Wyjazd 5.15 z Bielska, przejazd przez Korbielów i przed godziną 7 jesteśmy na Łysej Polanie.
Nigdy wcześniej nie chodziłem po Tatrach, także początkowo miałem lekkie obawy Wybór szlaku podyktowany był właśnie moją nieznajomością tych gór.
Jednak pan przewodnik Maciej z zarazem inicjator całego zajścia spisał się na 6, obierając cudowną, widokową trasę!
Początkowo z Łysej Polany do Wodogrzmotów asfaltem, później odbiliśmy na Dolinę 5 Stawów Polskich, ok. 9.30 siedzieliśmy już pod schroniskiem. Tam też zapadła decyzja, że idziemy na Morskie Oko przez Rówień Wyżny. Malownicze, cudowne przejście, widoki rekompensują każde zmęczenie!

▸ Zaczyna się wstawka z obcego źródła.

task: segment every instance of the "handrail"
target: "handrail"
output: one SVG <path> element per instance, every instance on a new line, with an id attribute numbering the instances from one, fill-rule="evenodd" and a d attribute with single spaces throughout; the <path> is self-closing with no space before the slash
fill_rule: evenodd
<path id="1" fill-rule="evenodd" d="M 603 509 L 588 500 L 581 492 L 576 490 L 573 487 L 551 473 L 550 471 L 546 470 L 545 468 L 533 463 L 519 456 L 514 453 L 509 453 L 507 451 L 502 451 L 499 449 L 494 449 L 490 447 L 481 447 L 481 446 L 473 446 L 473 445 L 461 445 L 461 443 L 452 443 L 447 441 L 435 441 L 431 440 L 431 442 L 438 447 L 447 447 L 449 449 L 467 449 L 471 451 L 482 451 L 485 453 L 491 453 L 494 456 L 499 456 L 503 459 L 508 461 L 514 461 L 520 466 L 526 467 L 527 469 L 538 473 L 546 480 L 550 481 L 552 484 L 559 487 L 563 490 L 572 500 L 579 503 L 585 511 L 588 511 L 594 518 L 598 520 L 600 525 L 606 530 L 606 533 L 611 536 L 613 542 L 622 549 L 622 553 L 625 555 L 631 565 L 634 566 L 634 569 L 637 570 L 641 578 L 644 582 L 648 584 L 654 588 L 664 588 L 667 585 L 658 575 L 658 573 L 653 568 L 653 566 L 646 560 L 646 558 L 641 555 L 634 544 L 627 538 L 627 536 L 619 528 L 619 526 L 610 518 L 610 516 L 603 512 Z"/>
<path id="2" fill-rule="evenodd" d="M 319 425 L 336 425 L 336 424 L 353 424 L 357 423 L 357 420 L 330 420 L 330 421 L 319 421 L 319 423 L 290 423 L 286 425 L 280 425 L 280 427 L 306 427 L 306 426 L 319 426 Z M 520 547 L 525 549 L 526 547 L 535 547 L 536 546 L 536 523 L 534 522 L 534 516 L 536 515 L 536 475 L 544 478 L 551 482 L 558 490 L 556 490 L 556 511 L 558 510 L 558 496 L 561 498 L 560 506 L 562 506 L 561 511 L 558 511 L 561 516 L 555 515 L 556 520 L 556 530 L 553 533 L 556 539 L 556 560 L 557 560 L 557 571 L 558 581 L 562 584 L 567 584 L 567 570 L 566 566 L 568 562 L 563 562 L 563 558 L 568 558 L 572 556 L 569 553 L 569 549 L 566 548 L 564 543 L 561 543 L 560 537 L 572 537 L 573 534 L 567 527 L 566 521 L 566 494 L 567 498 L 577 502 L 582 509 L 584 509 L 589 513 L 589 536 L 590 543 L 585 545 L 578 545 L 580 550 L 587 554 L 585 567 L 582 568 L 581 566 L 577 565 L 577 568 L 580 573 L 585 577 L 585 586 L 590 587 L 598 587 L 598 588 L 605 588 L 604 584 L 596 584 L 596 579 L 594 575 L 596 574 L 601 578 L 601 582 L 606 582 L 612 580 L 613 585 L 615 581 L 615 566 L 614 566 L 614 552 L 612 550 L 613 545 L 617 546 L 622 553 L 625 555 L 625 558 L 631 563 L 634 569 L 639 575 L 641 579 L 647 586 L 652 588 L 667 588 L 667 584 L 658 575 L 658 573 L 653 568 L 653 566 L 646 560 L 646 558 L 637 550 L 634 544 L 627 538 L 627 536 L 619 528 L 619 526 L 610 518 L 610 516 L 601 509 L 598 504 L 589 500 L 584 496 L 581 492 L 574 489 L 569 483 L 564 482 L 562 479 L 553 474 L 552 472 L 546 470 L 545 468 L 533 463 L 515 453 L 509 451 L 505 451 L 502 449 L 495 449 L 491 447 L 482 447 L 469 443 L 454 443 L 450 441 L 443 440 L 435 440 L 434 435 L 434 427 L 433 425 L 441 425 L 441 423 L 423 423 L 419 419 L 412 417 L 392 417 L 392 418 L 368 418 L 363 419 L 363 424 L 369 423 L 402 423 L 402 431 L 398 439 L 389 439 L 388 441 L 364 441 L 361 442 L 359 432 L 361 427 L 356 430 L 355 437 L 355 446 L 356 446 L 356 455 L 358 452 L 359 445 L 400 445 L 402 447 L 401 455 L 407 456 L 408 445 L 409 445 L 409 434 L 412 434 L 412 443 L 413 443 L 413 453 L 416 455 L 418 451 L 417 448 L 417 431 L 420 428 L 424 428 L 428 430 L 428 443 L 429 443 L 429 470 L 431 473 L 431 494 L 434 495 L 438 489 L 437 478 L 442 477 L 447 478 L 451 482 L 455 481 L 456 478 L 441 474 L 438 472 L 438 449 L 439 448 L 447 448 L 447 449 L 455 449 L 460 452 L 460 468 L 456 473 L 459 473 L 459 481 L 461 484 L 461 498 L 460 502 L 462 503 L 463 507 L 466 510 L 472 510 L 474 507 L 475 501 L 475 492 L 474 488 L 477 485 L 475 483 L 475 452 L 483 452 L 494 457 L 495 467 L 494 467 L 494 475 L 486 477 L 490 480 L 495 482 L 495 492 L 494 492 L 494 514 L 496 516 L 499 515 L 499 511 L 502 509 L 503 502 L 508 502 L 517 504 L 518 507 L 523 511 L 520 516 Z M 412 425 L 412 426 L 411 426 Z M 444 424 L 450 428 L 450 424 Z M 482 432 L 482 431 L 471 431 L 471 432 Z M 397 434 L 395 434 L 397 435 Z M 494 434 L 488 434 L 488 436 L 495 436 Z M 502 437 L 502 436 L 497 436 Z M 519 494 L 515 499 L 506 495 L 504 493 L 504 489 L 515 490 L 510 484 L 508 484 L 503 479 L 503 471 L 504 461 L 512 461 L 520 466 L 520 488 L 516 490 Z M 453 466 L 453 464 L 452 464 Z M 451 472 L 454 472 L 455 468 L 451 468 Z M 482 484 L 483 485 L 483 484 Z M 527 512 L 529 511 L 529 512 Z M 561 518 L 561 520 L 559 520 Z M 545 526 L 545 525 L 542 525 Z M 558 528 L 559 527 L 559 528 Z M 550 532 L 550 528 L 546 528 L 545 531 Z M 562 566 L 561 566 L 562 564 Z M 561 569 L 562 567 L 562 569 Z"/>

Na Morskim Oku - widok standardowy - tłumy ludzi z każdego zakątka świata, kolejki, drożyzna. Jednak wystarczyło odejść kawałek dalej i było już całkiem przyjemnie Plan zakładał Staw pod Rysami, jednak skończyło się na spacerze brzegiem Morskiego Oka.
Najgorszą częścią wyprawy jest ewidentnie zejście asfaltem od schroniska do parkingu. Dodam że cena za parking to 20 zł
Zwieńczeniem wycieczki był obiad w małej niepozornej knajpce w dolinie Kościeliska, jednak porcja pokonuje nawet najlepszych!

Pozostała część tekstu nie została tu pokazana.